As it can be assumed, the most active and vital contribution of the nursing staff in the RSI regards the drug preparation and administration and the CP application. And, although drug errors, including mislabelling, syringe swaps, failure to mix drugs, are recognized as serious but rare contributors to RSI complications, the most alarming evidence regard the CP implementation by the nurses. In a recent study, the nursing assistants could poorly state correctly (9. 3%) and apply (20. 9%) the appropriate pressure. This substandard level of knowledge is also reported in several other studies whereby only 1. 3-17. 8% of the perioperative nurses correctly stated the required amount of CP. Another study showed that anaesthetic nurses are not aware of the correct cricoid anatomy and pressure as well as the ability to apply correct force. Among staff members, though, the highest overall knowledge level about the technique, although still inadequate, is reported in perioperative nurses.

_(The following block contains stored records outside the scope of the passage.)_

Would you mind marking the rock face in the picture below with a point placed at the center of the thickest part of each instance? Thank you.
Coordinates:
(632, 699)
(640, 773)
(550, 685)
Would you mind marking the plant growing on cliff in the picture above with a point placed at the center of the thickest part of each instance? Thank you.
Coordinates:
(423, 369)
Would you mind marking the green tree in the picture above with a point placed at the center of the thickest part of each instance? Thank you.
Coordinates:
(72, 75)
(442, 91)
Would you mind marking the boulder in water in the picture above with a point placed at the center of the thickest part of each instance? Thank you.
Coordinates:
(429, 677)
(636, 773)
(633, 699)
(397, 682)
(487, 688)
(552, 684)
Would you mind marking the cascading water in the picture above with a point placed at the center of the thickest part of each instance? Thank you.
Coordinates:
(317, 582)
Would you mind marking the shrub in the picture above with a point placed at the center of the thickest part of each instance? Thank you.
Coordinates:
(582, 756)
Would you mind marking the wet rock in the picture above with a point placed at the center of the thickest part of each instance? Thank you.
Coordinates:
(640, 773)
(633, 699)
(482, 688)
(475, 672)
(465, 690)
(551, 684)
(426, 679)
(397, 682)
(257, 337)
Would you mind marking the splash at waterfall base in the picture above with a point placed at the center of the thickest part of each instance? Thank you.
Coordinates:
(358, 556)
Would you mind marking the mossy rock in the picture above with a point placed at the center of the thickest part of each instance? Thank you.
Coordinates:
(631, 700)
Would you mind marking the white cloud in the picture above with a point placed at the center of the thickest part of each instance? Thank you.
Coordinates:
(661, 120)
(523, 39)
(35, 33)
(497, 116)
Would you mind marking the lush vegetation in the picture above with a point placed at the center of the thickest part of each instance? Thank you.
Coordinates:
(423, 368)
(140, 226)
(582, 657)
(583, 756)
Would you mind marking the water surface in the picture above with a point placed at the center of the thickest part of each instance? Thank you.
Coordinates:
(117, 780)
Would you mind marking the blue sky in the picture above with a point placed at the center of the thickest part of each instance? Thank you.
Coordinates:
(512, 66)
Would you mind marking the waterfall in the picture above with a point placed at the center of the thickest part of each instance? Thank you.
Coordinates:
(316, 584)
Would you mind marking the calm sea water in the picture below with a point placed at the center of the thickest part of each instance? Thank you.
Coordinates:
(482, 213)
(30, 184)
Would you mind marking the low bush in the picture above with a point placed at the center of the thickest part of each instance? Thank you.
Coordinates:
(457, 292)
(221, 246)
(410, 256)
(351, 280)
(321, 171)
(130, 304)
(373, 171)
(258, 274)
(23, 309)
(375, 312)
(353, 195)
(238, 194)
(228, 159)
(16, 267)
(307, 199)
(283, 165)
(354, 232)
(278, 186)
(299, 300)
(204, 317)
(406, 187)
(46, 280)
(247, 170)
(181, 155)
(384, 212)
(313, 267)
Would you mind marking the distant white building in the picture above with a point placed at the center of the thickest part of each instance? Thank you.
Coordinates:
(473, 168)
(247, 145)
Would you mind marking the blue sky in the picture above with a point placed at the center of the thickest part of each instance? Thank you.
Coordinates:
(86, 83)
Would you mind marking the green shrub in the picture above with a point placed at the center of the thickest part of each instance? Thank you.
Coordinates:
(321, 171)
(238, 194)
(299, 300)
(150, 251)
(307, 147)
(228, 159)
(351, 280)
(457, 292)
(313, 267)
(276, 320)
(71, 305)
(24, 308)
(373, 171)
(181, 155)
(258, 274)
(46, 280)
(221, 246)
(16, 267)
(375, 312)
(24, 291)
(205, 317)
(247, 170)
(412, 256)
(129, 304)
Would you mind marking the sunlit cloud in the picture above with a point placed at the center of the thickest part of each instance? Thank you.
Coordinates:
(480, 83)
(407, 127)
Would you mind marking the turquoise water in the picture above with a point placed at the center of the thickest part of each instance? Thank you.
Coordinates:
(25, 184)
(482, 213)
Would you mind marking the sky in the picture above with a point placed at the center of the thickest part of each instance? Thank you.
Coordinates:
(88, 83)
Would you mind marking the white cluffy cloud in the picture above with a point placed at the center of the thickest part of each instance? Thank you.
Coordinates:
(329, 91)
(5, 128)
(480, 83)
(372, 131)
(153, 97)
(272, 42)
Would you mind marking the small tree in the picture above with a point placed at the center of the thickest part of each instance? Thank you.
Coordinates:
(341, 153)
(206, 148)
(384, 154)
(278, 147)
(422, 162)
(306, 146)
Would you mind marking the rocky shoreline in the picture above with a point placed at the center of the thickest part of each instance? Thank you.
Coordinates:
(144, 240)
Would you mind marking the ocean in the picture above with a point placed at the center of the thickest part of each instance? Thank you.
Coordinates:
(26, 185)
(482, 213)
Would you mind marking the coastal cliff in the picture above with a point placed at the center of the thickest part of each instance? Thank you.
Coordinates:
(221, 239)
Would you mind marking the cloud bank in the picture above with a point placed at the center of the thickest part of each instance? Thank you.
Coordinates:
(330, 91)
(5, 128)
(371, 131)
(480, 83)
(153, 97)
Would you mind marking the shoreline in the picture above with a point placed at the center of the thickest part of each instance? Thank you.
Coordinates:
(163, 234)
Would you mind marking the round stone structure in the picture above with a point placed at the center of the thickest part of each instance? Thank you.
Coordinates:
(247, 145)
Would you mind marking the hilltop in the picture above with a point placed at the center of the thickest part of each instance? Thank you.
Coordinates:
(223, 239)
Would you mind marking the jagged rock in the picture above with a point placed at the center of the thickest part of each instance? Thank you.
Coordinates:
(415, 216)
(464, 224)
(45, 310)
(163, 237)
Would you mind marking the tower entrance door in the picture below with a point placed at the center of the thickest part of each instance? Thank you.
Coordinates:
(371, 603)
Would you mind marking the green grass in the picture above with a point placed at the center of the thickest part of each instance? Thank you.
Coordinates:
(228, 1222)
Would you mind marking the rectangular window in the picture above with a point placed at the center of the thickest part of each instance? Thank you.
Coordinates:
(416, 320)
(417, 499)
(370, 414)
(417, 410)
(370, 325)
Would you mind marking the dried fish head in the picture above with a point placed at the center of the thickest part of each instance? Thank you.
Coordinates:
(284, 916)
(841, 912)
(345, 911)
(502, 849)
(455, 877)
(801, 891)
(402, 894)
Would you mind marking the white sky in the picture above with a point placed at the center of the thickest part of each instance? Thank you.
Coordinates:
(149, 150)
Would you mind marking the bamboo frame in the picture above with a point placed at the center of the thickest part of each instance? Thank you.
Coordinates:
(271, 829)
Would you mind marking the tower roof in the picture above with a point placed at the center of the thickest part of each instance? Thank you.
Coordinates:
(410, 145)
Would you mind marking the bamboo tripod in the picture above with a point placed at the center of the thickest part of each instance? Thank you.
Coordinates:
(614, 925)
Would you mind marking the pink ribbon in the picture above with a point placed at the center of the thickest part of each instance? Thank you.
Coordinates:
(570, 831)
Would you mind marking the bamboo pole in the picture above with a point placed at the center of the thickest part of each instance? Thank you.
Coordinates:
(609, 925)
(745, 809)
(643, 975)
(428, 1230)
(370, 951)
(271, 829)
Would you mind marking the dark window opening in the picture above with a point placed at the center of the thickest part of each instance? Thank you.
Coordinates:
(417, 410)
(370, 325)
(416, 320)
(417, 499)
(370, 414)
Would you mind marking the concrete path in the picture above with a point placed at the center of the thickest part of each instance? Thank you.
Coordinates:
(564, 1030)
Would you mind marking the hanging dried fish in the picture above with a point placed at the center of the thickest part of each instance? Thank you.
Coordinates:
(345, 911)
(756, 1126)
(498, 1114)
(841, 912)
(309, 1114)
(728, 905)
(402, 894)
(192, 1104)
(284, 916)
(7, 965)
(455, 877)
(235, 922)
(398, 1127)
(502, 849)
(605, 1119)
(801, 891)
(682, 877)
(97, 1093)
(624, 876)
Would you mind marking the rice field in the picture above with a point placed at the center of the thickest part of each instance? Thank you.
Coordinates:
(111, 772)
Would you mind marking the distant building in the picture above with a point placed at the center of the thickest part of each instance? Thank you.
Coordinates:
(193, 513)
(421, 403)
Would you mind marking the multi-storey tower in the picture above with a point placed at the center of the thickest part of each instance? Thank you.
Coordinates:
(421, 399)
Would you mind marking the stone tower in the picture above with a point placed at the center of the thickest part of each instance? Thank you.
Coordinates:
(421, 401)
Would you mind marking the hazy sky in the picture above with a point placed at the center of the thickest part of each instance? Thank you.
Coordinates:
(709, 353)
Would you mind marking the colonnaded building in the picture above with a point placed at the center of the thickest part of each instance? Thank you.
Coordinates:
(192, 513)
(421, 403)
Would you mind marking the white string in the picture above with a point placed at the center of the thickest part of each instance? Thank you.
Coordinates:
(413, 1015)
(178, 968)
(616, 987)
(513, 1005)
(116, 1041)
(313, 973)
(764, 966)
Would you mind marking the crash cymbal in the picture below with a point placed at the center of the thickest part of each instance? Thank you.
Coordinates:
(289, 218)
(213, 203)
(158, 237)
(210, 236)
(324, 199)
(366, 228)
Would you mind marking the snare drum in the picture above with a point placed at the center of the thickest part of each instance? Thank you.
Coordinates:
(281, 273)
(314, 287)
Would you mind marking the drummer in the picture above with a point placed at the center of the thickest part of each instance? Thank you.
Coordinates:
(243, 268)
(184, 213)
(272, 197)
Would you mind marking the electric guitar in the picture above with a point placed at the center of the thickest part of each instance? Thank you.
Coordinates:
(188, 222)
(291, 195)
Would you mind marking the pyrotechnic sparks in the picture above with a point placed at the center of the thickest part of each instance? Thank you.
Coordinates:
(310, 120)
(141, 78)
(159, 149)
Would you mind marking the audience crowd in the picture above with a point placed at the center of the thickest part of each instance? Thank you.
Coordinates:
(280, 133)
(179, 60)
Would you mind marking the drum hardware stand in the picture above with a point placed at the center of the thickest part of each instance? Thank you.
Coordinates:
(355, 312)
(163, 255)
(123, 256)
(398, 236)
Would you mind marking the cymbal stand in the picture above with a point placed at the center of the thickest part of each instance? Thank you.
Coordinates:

Given those facts, it is hardly surprising that 52% of anaesthetists check whether their assistants are trained in applying CP. Checking of competency to apply CP is essential when an RSI is performed outside an operating theatre, or when a new provider is assisting with RSI. A missaplication could not only lead to increased chance of regurgitation and pulmonary aspiration, but could also impede laryngoscopy. Correct application of CP can be taught with an in-service, hands-on training that includes information about the anatomy of the area, the appropriate amount of force, and the right timing for the initiation and release of pressure. It is reported that, after training, nurses substantially increase their knowledge and feel more confident as airway assistants. However, although such training of providers performing CP seems reasonable, since it would have to be provided for a great number of healthcare professionals every 2 weeks to 3 months, it might not be feasible.
RSI remains an important component of induction of anaesthesia under certain circumstances. The development of new medications and the revalidation of the existing ones may improve the efficacy and ensure the safety of RSI. Regarding CP, we have not yet reached a point where we can give a definite answer as to whether or not the potential benefits of CP outweigh the potential risks such that CP could constitute a mainstream practice. Nevertheless, is this question even approachable? Perhaps. Yet, as the medical profile of the patient becomes more complex, protocols and algorithms can never entirely replace an actively engaged healthcare professional, and must rather be considered a guide for best practice.